The injury that put Lexi Held’s first season in the WNBA on hold five weeks ago made her appreciate being on a team that has been supportive during her
painstaking recovery.

When the Phoenix Mercury resumed practice Monday after the WNBA All-Star
Game, the Cooper High School graduate expressed her gratitude during an 
interview with Desert Wave Media that was posted online.

“If anything, it made me more grateful to be here because you really see an 
organization’s true colors when you’re hurt because you can’t be super useful to
them in the moment when you’re not playing,” Held said.

Lexi Held was averaging 20 minutes per game off the bench for the WNBA Phoenix Mercury before an injury put her out of action.

“You really get to get a good idea of who they are and what they really are about,
and nothing changed with the people here regarding how they treated me and
how they viewed me. It was all the same as when I was playing my best.”

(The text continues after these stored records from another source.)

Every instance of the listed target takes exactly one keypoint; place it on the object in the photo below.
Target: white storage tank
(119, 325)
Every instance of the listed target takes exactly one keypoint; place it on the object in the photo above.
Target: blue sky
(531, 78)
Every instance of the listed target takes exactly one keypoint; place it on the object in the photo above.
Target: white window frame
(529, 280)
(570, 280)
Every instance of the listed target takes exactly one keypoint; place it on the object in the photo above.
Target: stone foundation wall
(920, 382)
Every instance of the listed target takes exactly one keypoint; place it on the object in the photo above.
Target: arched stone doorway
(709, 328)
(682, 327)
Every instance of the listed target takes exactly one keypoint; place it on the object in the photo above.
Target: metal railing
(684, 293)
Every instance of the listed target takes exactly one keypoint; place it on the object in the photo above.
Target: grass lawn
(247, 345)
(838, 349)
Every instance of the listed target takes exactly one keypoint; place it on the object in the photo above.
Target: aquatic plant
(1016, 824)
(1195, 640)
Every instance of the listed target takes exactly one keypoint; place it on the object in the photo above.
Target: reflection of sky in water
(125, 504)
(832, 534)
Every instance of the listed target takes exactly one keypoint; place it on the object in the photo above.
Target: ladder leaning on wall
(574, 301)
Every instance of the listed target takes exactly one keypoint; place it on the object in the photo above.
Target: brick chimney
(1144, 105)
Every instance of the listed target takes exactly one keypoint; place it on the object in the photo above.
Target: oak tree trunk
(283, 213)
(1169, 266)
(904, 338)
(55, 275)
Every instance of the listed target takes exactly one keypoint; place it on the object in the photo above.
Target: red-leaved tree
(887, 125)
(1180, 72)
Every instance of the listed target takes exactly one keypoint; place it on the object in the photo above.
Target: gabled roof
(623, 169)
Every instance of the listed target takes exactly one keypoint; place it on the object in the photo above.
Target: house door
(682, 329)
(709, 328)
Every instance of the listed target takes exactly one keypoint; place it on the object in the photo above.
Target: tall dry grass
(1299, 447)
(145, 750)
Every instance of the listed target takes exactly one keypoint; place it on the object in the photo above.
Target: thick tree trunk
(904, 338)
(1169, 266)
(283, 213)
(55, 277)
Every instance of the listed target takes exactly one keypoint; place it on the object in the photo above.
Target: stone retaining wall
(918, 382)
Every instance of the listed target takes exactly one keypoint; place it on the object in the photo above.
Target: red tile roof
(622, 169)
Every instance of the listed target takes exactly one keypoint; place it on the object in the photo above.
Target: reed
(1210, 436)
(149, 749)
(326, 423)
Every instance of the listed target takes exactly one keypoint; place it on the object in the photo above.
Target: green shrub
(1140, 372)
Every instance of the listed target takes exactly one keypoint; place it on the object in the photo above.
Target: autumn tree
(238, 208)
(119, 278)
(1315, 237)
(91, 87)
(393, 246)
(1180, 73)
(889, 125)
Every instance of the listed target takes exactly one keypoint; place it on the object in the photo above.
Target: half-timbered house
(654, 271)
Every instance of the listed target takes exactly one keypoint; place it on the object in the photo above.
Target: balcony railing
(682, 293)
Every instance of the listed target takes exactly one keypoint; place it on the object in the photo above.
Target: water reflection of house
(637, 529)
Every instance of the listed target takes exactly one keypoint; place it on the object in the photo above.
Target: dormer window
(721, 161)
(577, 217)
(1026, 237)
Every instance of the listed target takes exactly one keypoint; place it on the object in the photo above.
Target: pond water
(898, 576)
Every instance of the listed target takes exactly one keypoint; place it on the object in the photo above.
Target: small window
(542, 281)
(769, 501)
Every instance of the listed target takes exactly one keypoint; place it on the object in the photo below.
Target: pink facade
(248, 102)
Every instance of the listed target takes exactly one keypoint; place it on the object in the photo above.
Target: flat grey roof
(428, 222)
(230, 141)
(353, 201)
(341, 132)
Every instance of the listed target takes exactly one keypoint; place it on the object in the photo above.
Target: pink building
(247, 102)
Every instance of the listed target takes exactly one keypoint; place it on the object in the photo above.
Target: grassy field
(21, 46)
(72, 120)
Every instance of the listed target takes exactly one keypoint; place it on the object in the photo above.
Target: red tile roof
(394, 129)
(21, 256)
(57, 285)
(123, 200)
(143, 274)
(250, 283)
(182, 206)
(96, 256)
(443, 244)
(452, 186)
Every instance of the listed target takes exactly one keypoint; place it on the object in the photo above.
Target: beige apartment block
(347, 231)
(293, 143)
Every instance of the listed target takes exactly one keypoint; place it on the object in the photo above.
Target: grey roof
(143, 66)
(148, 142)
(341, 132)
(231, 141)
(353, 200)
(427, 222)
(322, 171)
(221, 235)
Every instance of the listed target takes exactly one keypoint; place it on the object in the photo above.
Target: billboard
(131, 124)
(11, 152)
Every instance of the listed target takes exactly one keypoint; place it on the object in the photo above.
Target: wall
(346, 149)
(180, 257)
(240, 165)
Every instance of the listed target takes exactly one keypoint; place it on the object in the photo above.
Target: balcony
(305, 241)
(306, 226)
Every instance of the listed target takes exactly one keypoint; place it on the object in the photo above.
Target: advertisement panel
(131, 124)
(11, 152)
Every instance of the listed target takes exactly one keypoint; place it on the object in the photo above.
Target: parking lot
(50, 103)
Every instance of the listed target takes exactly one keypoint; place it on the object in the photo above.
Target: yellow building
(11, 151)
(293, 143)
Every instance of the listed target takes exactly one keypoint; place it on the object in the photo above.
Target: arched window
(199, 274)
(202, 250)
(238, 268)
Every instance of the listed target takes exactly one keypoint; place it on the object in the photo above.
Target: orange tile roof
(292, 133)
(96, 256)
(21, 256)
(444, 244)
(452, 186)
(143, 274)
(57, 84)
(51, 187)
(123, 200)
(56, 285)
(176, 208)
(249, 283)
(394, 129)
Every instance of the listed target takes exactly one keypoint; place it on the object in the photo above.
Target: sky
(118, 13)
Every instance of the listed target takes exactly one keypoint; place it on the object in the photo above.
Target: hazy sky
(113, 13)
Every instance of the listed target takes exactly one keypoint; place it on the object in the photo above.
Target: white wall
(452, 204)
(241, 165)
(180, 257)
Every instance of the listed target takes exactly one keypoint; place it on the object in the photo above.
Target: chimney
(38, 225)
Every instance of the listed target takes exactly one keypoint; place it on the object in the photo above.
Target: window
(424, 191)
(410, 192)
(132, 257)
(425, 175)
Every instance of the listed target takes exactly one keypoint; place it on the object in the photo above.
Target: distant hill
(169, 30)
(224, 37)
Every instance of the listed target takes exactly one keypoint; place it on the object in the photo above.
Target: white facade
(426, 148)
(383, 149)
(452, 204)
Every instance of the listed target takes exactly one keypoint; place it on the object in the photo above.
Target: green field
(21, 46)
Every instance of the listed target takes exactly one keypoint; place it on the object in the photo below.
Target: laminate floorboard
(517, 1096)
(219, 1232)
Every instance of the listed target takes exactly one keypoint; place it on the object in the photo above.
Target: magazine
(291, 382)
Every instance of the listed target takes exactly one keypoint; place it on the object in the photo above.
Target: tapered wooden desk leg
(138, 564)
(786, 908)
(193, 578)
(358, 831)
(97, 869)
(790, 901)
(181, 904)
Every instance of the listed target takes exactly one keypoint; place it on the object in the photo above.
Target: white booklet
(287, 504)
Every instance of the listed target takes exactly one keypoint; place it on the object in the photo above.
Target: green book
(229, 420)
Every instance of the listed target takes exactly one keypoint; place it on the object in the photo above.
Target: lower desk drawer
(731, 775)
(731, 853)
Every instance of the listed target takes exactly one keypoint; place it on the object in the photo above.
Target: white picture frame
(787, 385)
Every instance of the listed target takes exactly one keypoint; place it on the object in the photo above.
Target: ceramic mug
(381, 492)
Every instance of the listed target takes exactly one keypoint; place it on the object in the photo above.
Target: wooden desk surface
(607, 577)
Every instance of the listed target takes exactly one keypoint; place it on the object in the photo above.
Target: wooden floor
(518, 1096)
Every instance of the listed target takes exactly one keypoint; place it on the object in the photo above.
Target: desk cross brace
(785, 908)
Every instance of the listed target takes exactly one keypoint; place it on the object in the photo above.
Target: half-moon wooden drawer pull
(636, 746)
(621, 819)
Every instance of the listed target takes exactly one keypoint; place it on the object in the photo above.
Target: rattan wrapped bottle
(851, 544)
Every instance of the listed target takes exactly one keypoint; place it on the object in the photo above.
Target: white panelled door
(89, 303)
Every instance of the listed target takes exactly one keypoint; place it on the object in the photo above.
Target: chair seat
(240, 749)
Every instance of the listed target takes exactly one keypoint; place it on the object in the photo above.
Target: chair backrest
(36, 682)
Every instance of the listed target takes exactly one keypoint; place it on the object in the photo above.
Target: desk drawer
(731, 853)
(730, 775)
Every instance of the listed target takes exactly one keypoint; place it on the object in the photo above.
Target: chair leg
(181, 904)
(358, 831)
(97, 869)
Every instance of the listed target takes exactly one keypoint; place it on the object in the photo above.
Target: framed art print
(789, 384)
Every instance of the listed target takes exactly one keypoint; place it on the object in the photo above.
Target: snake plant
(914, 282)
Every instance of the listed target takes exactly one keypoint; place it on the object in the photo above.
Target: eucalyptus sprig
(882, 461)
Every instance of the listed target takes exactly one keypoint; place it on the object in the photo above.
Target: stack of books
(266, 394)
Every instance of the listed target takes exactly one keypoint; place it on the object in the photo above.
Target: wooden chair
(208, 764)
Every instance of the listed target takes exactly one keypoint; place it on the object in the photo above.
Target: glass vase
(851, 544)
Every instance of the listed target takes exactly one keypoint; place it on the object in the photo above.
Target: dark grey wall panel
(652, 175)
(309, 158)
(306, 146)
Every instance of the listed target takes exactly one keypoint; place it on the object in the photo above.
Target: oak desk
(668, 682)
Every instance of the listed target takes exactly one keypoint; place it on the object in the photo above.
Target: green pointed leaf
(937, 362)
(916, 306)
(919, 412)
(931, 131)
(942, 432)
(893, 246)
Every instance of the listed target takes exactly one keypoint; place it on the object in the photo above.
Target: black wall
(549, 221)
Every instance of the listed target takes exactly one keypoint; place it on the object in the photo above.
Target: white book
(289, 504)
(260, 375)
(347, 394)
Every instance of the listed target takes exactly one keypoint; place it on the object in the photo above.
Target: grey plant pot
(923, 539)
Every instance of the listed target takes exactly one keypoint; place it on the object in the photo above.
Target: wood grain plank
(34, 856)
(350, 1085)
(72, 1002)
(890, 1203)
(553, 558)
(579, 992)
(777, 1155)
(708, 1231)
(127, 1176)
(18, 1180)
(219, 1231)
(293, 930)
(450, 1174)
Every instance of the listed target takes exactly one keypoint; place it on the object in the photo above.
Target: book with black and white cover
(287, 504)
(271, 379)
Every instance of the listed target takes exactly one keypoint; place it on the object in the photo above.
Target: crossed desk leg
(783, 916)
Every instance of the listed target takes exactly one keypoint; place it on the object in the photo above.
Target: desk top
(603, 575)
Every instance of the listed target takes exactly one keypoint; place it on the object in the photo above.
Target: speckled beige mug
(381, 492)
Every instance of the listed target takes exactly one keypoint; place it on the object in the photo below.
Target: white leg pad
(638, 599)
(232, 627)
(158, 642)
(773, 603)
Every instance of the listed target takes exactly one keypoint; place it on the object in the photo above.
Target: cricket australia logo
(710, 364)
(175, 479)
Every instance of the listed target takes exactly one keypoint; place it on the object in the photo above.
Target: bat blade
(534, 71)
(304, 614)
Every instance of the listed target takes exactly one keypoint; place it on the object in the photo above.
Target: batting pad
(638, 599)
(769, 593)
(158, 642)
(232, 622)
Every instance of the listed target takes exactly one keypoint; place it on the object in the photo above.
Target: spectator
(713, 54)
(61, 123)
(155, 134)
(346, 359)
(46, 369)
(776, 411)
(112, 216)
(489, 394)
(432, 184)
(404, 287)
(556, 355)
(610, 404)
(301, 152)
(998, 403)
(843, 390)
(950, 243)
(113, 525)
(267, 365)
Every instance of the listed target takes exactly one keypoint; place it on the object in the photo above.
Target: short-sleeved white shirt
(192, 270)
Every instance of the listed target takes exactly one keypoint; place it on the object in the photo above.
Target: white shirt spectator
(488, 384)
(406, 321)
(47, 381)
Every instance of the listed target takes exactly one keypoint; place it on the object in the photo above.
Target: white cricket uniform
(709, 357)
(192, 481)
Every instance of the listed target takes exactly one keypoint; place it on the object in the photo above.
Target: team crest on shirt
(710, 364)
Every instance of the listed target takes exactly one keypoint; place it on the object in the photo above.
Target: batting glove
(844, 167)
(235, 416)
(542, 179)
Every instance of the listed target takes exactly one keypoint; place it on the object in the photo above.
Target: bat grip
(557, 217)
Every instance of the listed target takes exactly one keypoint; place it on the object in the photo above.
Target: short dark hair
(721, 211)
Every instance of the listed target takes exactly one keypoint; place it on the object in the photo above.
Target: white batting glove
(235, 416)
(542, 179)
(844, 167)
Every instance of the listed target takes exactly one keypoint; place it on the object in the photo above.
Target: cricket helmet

Held, 25, got off to an impressive start as an undrafted WNBA rookie after playing women’s professional basketball overseas.
The 5-foot-10 guard was a double-figure scorer in five of the Mercury’s first seven games in June. In one of those games, she netted a season-high 24 points, the most
by a rookie player at that point in the 2025 WNBA season.

Held was averaging 8.7 points, 1.7 rebounds, 1.5 steals and 1.4 assists off the bench
for Phoenix when she suffered a partially collapsed lung in a collision with another player
during an away game against the New York Liberty on June 19.

She had to return to Phoenix by train with a team physical therapist because doctors didn’t want her injured lung
subjected to changing air pressure and high altitude in an airplane. She said it took several weeks for the pain to subside and she recently resumed training.

In June, Lexi Held was a double-figure scorer in five of her team’s first seven games, including a season-high 24 points on June 5.

“We started pretty gradual about a week and a half, two weeks ago,” she said in the online interview. “I
just started really slow, monitoring everything, and then we got to ramp it up the
last couple days and it feels good, I feel really good physically so I’m super excited.”

Held is not expected to play Wednesday when Phoenix starts the second half of 
its schedule at home against the Atlanta Dream. That will be the eighth consecutive game she has missed.

Despite injuries to Held and some of her teammates, Phoenix has the third-best
record in the WNBA at 15-7 and is second in the Western Conference standings
behind Minnesota (20-4).

The Mercury have a game against the Indiana Fever on July 30 in Indianapolis. 
If Held is back in action by then, it would give her family and friends in Northern Kentucky
a chance to see her play in a WNBA venue that’s not too far from home.

When Phoenix visits the Chicago Sky on Aug. 3, Held would be a draw for DePaul University fans in that city. She started 89 consecutive games over three seasons for the Blue Demons. Those teams compiled a 64-26 record with her in the lineup.

A 2018 graduate of Cooper High School, Held scored more than 2,430 points during her varsity career and finished her senior season with the state’s second highest scoring average at 28.3 points per game.